Colin Child comments on hunting down stories from the past

December 5, 2012

Alexis de Tocqueville wrote that:   “History is a gallery of pictures in which there are few originals and many copies”. Well, maybe. What is certain is that this website is a gallery of original pictures, stories written by people who participated in real-life events, anxious, as my late wife Dinah was, to record their impressions for their grandchildren and anyone else who was interested. In her case the memories, although vivid, were not those of an adult. She and her brother Patrick were young children when their mother of Jewish stock –born Andree Lehmann and married to a British man who had joined the British Army- seeing the German troops on the streets of Paris and knowing that steps were being taken to register the Jewish population at the Mairie, realised that the time had come to go. So, conversations with the family, supplemented by research, were needed   to explain the significance of her memory of climbing into a horse-drawn cart in the dark of the moon and being covered with blankets.

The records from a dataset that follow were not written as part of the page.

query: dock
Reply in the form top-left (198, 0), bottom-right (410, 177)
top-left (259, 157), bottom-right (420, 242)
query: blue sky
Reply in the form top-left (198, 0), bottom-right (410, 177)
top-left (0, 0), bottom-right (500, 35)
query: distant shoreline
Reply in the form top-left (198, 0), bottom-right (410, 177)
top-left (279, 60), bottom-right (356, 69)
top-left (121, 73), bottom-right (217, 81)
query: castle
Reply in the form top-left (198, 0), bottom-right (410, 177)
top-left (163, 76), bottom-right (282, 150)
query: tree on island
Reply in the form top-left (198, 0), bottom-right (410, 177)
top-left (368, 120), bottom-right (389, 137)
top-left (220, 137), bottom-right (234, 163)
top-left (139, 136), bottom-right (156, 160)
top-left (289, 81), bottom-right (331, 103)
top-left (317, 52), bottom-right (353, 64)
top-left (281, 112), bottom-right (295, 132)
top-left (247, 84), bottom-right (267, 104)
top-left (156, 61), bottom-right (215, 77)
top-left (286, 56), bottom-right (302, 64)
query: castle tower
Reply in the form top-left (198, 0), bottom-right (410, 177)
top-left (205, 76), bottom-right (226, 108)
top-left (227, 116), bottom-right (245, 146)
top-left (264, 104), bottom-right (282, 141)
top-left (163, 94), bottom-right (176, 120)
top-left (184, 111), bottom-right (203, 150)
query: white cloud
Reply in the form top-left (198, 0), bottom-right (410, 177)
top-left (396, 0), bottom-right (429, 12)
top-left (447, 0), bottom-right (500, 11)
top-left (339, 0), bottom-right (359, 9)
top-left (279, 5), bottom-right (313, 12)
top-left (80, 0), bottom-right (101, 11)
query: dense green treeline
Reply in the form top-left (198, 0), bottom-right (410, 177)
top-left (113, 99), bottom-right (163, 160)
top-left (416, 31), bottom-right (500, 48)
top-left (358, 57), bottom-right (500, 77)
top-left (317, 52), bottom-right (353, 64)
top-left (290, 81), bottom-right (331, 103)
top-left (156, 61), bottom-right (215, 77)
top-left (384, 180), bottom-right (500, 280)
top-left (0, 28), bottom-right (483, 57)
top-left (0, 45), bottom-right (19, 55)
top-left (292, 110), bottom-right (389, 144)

Dinah’s mother and other relations had talked about their experiences and that helped. Passports, too, in those days had impressed stamps recording the dates frontiers were crossed. Dinah’s brother Patrick did a lot of work on his father’s ‘escape’ from France via St Nazaire but it was the Army Record Office which told her when and where he landed in the UK [it was Falmouth]. She didn’t need telling that Anna Freud, for whom her older half-sister Doreen worked in Maresfield Gardens, was an important figure but we went, of course, to see the house, Sigmund Freud’s house.  She knew that a cricketer called Maurice Tate had been a drinking partner of her father. She learned from us that this was a great man, the Sussex and England hero, an all-rounder worshipped by many before the war.

I mention some of the details of the work that went into her writing to demonstrate that memories need the support of hard graft to establish the underlying   facts. Gaps may be revealed   and areas for further study identified.  [Who knows about the activities of the Eclaireurs Israelites, the Jewish Scouts, at that time?] These memoirs are not just a stream of consciousness, an elderly person’s tired old rant. The family hope and believe that there is a wider audience for the raw material of history and that long after the writers have passed away the permanent record of those already far-off events in a very accessible medium will be of value to those who are interested  . We owe Dr Hanna Diamond a huge debt of gratitude for having made that possible.

Read about Dinah Child’s experiences here

Colin Child

25 November 2012

One Comment

  1. Hanna Diamond says:

    Thank you Colin for sharing Dinah’s memories with us. I’m quite sure that there is a wider audience and that her record of events will be of interest to many people out there.